Here’s my new piece for Rhapsody. It’s a fascinating but enormous topic. I focused on the early German Romantic lineage, without even broaching the enormous popularity of Walter Scott-inspired Gothic opera (Lucia, etc.). Debussy’s Poe fixation, early Strauss/Hofmannsthal, Expressionism and other Modernist strains, and later manifestations are other topics I didn’t have space for here.
The Shining and Other Opera Thrillers and Chillers
Perched in the Colorado Rockies in the dead of winter, the Overlook Hotel is the setting for Stephen King’s 1977 breakthrough novel The Shining. It is during the off season at the vast resort that King’s fictional aspiring writer, Jack Torrance, takes up residence with his wife and son. He hopes to work on his latest opus in the peace and quiet, with minimal responsibilities as caretaker of the presumably emptied-out hotel to distract him.

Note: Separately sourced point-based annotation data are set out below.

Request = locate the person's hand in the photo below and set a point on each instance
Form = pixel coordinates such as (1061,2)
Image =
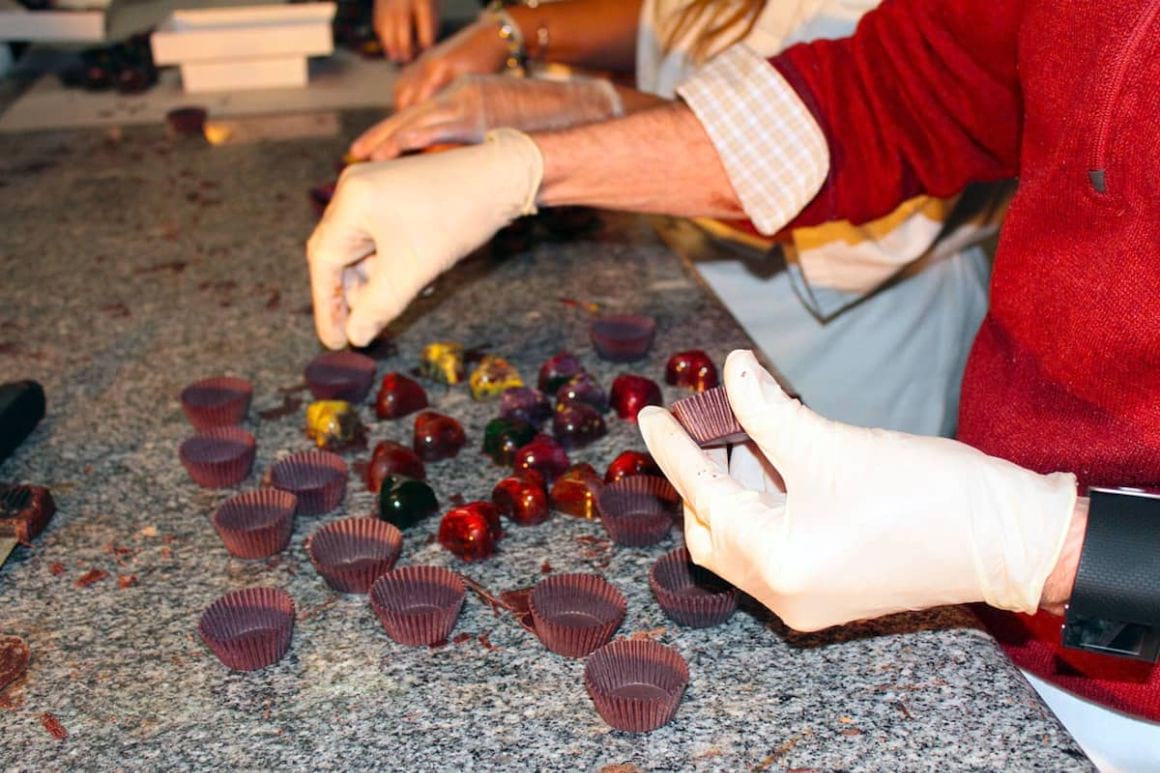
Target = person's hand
(478,103)
(476,49)
(870,521)
(406,27)
(392,228)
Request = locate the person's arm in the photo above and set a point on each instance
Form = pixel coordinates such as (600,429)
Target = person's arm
(593,34)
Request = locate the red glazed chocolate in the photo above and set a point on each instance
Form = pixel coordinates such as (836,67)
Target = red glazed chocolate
(709,418)
(471,532)
(249,628)
(689,594)
(393,459)
(398,397)
(636,684)
(354,553)
(630,463)
(691,369)
(623,338)
(577,490)
(218,457)
(256,524)
(418,605)
(437,436)
(218,402)
(631,392)
(575,613)
(318,478)
(340,376)
(638,511)
(582,389)
(557,370)
(578,425)
(521,498)
(543,455)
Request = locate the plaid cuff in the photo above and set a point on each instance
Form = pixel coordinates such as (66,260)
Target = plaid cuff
(773,150)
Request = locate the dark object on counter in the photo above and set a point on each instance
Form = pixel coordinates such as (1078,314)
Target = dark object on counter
(21,409)
(418,605)
(318,478)
(622,338)
(577,613)
(638,511)
(354,553)
(690,594)
(249,628)
(256,524)
(218,457)
(708,417)
(636,684)
(217,402)
(340,376)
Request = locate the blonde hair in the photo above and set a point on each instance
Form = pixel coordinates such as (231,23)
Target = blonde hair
(719,23)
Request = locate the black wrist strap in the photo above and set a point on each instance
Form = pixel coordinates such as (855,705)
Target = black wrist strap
(1115,605)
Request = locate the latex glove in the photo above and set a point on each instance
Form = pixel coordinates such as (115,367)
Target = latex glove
(392,228)
(406,27)
(476,49)
(478,103)
(871,521)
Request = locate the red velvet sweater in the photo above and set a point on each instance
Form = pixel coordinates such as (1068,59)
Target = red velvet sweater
(1064,94)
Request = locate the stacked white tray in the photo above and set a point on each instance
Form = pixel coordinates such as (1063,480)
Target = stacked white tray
(245,48)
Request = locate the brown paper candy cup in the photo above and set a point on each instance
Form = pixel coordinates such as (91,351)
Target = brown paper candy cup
(577,613)
(249,628)
(318,478)
(638,511)
(689,594)
(622,338)
(709,418)
(340,376)
(418,605)
(636,685)
(218,457)
(256,524)
(354,553)
(218,402)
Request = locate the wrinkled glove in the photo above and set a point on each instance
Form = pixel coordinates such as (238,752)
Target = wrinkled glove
(478,103)
(392,228)
(870,521)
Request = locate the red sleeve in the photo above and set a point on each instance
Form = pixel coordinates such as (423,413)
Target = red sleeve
(923,98)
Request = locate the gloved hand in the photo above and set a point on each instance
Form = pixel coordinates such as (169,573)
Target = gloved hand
(475,49)
(406,27)
(392,228)
(477,103)
(870,521)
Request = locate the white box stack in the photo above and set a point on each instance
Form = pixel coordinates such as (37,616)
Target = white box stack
(245,48)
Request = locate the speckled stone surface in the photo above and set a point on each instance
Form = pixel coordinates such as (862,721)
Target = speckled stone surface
(133,265)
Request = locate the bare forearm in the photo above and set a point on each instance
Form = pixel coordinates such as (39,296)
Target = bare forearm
(596,34)
(658,160)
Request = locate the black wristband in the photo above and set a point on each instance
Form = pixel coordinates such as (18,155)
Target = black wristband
(1115,604)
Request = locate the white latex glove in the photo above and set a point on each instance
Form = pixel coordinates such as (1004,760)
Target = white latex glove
(392,228)
(476,105)
(871,521)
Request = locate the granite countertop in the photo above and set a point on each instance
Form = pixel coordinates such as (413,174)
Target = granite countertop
(135,264)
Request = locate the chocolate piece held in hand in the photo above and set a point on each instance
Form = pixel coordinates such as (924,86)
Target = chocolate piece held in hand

Nice piece, Tom. When I originally saw The Shining the book was still somewhat fresh in my memory and I didn’t like. Rewatching 30 years later and with scarce recollection of the novel’s details, I was gripped by how horrific it really is. But I don’t think the real horror of the film comes from the hotel’s ghosts, but from what do you do when your husband (or father), the one person you need to trust the most, goes insane and becomes homicidal. In that way, the true horror in The Shining is domestic abuse, all too true horror also found in the operas of Berg and Janacek among others.